Wednesday, October 3, 2007

NAACP Response to the Vance-Aycock Dinner Issue

By Rev. William J. Barber, President State Conference NAACP


Durham, October 2, 2007


The violent overthrow of the bi-racial government of Wilmington in 1898 was a social and economic catastrophe for the State of North Carolina, and indeed for the African Americans throughout the country. Charles B. Aycock's role in this illegal terrorist attack can not be denied. This ugly history must be confronted, and the pain it has caused must be healed.


But the discussion is broader than what we do and say about a dinner. It is broader than whether to change the Democratic Party Vance-Aycock Dinner's name. Of course it should be changed. But far beyond that, Republicans and Democrats must come together to implement changes in public policy to repair and redress the catastrophe of Wilmington, 1898.

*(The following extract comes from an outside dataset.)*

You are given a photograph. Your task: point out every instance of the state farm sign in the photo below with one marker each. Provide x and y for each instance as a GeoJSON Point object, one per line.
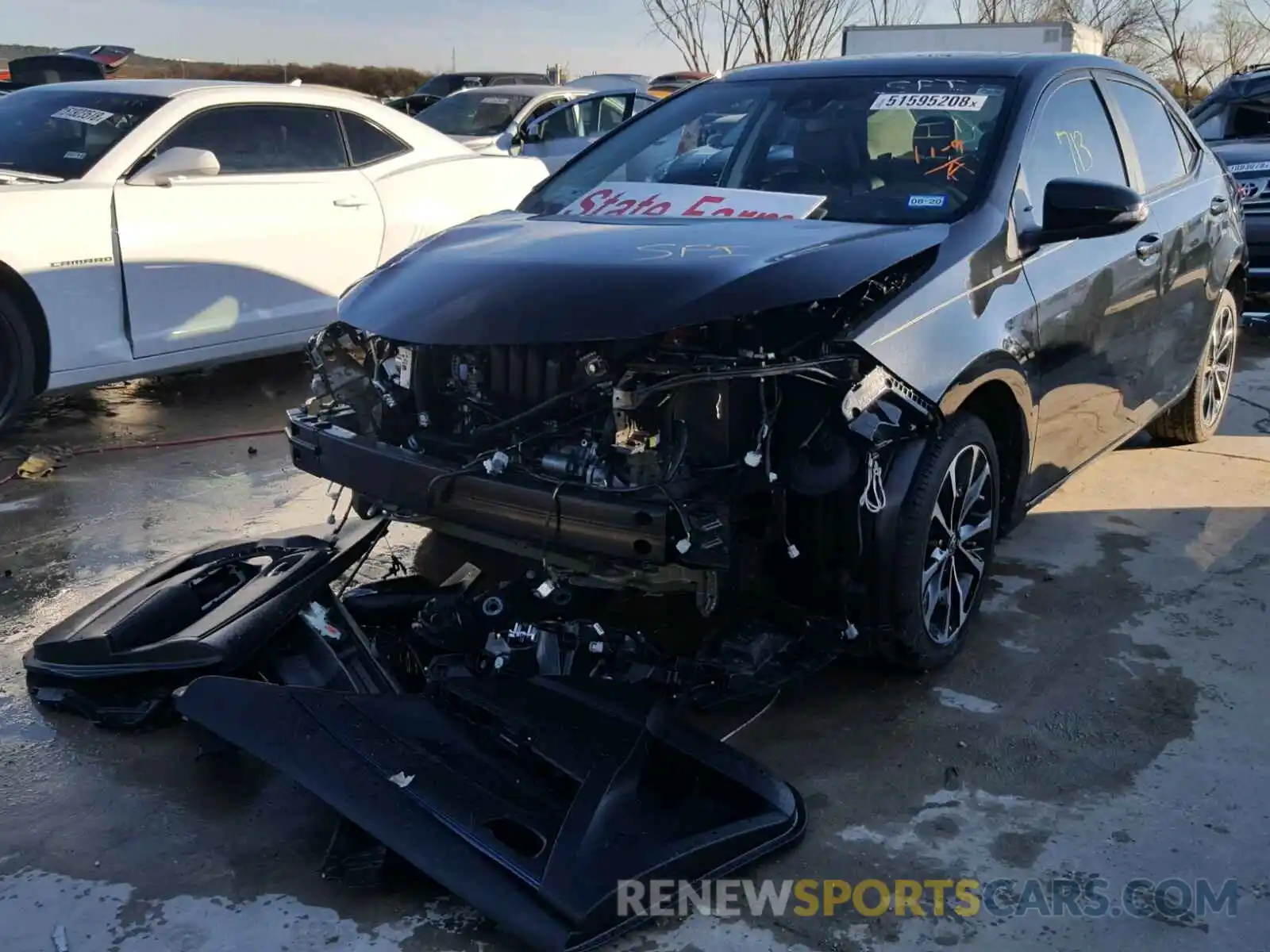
{"type": "Point", "coordinates": [649, 200]}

Symbolic sorrow is not enough. Democrats must do more than change the name of a dinner. Republicans must do more than criticize the name of a Democratic function when they are still unwilling to join with our broad People’s Coalition to pass public policy legislation to deal with racial injustices of the past and present.


In a real sense what we all must do, if we are serious about answering the ugliness and the dispossession of the Wilmington violence, is to stop dinner table discussions and start implementing the recommendations of the State Commission Report, deal with the issue of reparations, and fully the Fourteen Points of The Historic Thousands on Jones Street People's Agenda. We must ensure that every county in southeast NC is covered under the Voting Rights Act. We must fight resegregation in our public schools. We must seriously address the continuing legacy of minority contract disparity and economic injustice which yet plague our public life. We must stand against attempts by our courts to take back majority/minority legislative districts.


This was the NAACP's position while the legislature was talking about apologizing for slavery. It is our position now. And it will be our position at the NAACP National Symposium on the Wilmington Riots at our State Convention on Friday at the Riverside Hilton Hotel in Wilmington at 2 p.m. on October 12, 2007.


Symbolism at the dinner table is not enough when it comes to righting wrong and turning the page on historic injustice. In fact, too much symbolism becomes disgusting and upsetting to those truly interested in change. We must have real public policy change to fill the void and to overcome the disorder caused by the Wilmington Riots. Anything less leaves us hungry for justice. It leaves our democracy craving for equality. It leaves our society starved for true reconciliation.